Anisimova a remporté les quatre points suivants pour se rompre, plafonnant le match avec un vainqueur en revers et un vainqueur du coup droit. Cela a mis les fans partisans sur pied, en criant, et Anisimova a expiré alors qu’elle se dirigeait vers la touche et essuya la sueur de son front.

Bientôt, elle a mené 3-2. Mais Sabalenka a pris les quatre matchs suivants et ce set.

Il a commencé à couler avant le match, donc les lumières artificielles d’Ashe étaient allumées et son toit rétractable a été fermé. Cela semblait parfois être une distraction pour Anisimova, qui a fait signe à son équipe dans les tribunes que quelque chose la dérangeait pendant les lancers de balle pour les services.

La configuration a également créé des conditions sans vent, idéales pour deux attaches de balle qui peuvent vraiment apporter la puissance avec un bon contact.

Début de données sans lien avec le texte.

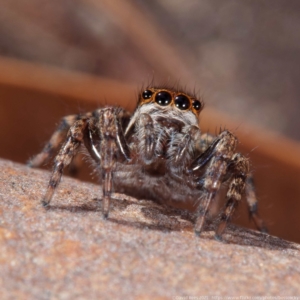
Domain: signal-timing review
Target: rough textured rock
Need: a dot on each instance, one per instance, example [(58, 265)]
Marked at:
[(142, 250)]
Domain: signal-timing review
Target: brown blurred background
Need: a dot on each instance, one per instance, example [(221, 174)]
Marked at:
[(62, 57)]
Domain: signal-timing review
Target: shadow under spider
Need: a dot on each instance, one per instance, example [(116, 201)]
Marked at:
[(166, 219)]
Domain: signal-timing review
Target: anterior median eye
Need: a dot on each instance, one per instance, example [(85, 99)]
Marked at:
[(147, 94), (182, 102), (197, 104), (163, 98)]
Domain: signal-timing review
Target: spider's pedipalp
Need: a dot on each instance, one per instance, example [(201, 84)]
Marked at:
[(146, 137)]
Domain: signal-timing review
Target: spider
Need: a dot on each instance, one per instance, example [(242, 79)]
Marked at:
[(158, 153)]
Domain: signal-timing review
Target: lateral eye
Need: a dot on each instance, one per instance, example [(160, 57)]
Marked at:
[(197, 104), (163, 98), (147, 94), (182, 102)]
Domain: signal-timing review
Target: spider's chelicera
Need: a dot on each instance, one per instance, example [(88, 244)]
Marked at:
[(158, 153)]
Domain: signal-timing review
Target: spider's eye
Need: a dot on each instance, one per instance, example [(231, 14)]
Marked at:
[(147, 94), (163, 98), (182, 102), (197, 104)]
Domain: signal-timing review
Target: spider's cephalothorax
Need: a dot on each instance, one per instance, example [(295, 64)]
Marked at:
[(157, 153)]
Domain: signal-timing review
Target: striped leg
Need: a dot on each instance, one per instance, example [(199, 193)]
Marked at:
[(239, 169), (112, 144), (217, 156), (68, 150), (56, 139), (252, 204)]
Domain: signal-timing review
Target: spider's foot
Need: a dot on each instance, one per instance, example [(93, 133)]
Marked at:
[(197, 232), (45, 203), (218, 238), (105, 215)]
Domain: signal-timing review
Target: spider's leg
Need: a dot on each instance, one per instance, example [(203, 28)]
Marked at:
[(112, 143), (238, 167), (56, 139), (67, 152), (252, 204), (217, 156)]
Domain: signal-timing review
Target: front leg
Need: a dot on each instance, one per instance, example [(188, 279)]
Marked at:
[(113, 147), (68, 150), (217, 157)]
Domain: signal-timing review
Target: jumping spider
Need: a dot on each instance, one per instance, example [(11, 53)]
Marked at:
[(158, 153)]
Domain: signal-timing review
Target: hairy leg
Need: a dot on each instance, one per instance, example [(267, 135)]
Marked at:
[(216, 157), (67, 152), (55, 141), (112, 146), (253, 204)]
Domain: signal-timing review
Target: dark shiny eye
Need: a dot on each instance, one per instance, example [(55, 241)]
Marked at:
[(197, 104), (182, 102), (147, 94), (163, 98)]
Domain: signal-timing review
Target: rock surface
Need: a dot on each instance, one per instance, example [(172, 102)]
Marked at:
[(142, 251)]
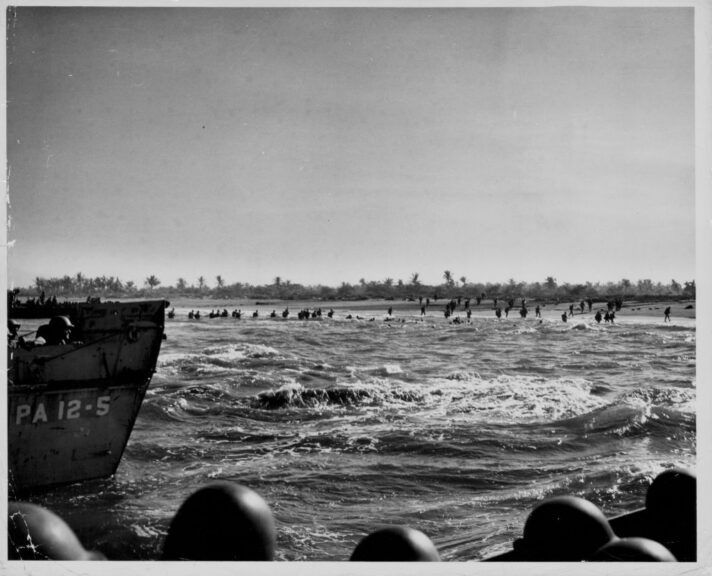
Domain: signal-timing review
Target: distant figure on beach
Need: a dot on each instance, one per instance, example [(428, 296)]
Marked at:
[(12, 329)]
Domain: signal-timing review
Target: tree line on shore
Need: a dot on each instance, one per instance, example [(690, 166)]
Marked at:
[(81, 286)]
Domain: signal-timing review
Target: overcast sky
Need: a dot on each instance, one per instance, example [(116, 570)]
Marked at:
[(329, 145)]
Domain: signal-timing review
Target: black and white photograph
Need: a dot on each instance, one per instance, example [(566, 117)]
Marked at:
[(356, 283)]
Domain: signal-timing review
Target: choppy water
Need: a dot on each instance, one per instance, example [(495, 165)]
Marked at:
[(346, 425)]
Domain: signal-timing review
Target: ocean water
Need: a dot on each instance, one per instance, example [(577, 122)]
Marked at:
[(343, 426)]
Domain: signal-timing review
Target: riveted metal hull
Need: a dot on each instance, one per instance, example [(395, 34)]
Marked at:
[(71, 408)]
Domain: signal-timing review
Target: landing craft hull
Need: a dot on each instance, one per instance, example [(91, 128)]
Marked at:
[(71, 408)]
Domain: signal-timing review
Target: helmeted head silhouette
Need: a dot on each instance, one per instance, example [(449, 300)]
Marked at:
[(222, 521)]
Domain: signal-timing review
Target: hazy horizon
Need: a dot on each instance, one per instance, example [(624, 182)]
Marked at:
[(323, 145)]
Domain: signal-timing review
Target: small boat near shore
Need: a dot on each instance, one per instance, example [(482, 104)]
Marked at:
[(71, 407)]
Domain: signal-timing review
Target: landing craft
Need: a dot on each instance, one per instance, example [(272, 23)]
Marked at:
[(71, 407)]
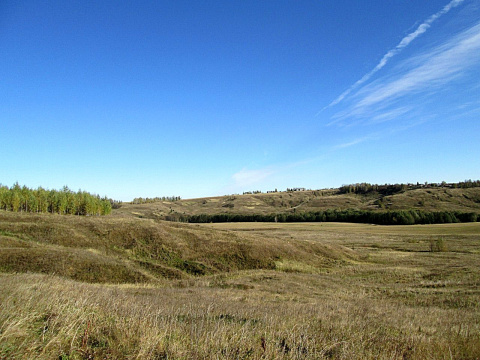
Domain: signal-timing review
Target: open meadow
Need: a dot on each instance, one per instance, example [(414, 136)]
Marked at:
[(236, 290)]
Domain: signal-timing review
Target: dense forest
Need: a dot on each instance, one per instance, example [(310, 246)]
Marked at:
[(402, 217), (391, 189), (23, 199)]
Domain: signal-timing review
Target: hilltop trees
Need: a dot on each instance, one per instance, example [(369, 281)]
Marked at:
[(65, 201)]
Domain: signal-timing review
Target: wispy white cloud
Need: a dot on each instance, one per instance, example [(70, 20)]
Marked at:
[(401, 45), (351, 143), (432, 70), (390, 115), (247, 177)]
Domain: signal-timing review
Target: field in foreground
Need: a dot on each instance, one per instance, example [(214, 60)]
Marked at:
[(384, 292)]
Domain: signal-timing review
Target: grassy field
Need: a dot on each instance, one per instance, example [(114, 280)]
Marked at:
[(424, 199), (125, 288)]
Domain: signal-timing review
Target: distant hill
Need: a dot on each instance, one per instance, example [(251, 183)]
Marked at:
[(427, 198)]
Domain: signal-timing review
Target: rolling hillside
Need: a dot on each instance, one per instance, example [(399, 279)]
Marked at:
[(116, 250), (424, 198)]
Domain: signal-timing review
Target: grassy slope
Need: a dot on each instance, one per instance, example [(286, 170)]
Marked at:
[(428, 199), (116, 250)]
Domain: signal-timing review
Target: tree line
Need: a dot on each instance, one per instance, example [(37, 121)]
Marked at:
[(401, 217), (141, 200), (391, 189), (23, 199)]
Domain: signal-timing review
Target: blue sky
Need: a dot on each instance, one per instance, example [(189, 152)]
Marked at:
[(205, 98)]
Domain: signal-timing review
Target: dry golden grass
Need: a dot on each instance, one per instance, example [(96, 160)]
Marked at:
[(335, 291)]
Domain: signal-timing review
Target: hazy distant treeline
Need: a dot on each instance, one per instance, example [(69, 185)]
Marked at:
[(390, 189), (156, 199), (402, 217), (40, 200)]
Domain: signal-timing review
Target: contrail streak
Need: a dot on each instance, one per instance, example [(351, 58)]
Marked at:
[(401, 45)]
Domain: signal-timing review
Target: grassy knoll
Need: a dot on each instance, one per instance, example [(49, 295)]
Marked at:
[(423, 199), (292, 291)]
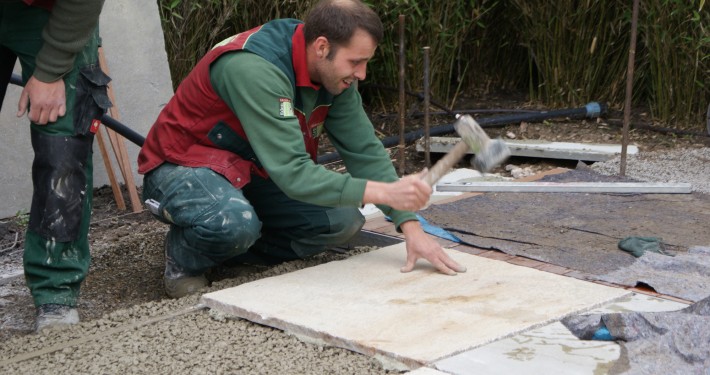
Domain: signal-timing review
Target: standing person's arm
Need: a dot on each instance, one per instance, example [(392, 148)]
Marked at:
[(69, 28)]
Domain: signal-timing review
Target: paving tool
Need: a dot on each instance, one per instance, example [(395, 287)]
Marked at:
[(489, 153)]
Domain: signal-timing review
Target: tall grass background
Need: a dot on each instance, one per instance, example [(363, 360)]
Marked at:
[(561, 54)]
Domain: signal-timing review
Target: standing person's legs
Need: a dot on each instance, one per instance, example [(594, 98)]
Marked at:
[(210, 222), (56, 256), (293, 229)]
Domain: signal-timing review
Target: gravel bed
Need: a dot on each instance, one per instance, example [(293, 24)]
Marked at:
[(673, 166)]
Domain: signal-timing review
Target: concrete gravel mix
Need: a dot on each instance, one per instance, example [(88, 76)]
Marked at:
[(178, 337)]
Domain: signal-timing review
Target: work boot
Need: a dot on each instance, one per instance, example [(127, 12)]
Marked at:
[(52, 314), (178, 282)]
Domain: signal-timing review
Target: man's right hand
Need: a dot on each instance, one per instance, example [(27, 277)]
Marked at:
[(410, 193), (47, 101)]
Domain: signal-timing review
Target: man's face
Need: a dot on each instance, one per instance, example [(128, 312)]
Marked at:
[(337, 71)]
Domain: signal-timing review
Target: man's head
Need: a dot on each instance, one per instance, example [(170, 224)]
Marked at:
[(341, 37)]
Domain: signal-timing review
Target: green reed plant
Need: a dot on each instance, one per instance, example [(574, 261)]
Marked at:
[(567, 53), (678, 56), (447, 27), (577, 49)]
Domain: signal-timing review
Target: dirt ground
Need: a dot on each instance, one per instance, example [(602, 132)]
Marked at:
[(127, 253)]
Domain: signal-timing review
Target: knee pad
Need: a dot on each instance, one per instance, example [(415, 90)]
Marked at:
[(59, 175), (345, 223)]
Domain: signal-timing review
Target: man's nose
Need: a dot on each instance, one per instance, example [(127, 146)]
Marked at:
[(361, 72)]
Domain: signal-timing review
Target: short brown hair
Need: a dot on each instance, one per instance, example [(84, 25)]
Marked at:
[(337, 20)]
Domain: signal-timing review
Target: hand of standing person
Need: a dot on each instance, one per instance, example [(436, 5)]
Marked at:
[(46, 101)]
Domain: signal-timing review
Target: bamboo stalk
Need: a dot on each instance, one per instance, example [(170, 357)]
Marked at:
[(402, 96)]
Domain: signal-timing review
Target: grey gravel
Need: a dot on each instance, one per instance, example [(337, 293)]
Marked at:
[(691, 165), (180, 337)]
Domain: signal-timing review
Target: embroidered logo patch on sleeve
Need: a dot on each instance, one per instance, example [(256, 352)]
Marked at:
[(285, 107)]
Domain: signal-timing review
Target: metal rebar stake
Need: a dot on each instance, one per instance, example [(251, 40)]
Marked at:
[(427, 141)]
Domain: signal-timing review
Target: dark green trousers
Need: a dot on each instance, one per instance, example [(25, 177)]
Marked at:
[(56, 255), (212, 222)]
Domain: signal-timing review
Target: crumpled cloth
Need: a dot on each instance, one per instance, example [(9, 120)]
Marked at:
[(637, 246), (676, 342), (686, 275)]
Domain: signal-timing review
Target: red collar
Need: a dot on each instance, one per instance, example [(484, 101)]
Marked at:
[(300, 63)]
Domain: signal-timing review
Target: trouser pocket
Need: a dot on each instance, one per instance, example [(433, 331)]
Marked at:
[(92, 99)]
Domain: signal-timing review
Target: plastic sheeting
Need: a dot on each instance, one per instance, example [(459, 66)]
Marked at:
[(676, 342)]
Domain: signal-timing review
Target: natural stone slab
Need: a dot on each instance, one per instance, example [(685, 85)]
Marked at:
[(411, 319)]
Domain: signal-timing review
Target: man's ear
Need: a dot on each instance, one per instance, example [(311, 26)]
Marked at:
[(322, 46)]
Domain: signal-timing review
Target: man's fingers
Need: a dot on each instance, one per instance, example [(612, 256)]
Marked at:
[(443, 268), (22, 104)]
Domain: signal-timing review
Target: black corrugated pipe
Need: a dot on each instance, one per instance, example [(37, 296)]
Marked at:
[(591, 110)]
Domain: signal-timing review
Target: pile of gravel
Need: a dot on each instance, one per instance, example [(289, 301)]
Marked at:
[(672, 166)]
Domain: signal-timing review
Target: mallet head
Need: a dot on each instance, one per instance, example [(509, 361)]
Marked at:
[(489, 153)]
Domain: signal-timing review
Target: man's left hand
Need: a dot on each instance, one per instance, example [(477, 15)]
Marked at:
[(421, 245)]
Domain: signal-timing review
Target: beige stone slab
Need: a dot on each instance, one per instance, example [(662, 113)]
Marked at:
[(366, 305)]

Et c’est ce qu’ils ont fait depuis le début, frappant Speedy sert et des coups de base profonds avec tellement de rythme que la réponse n’a jamais été simple.

Certains échanges étaient à couper le souffle – pour eux, certainement, et pour les spectateurs qui haletaient à la puissance à des points plus longs.

Les deux sont agressifs pendant les allers-retours et sont rarement opposés au risque. Les récompenses peuvent être énormes, tout comme les erreurs, et Anisimova cherchait les lignes avec des coupes complètes des deux côtés.

Des 13 premiers points de Sabalenka, ce qui l’a aidée à réclamer les deux premiers matchs, un seul est venu par son propre vainqueur. L’autre douzaine est arrivée grâce aux six erreurs non forcées d’Anisimova et à six erreurs forcées.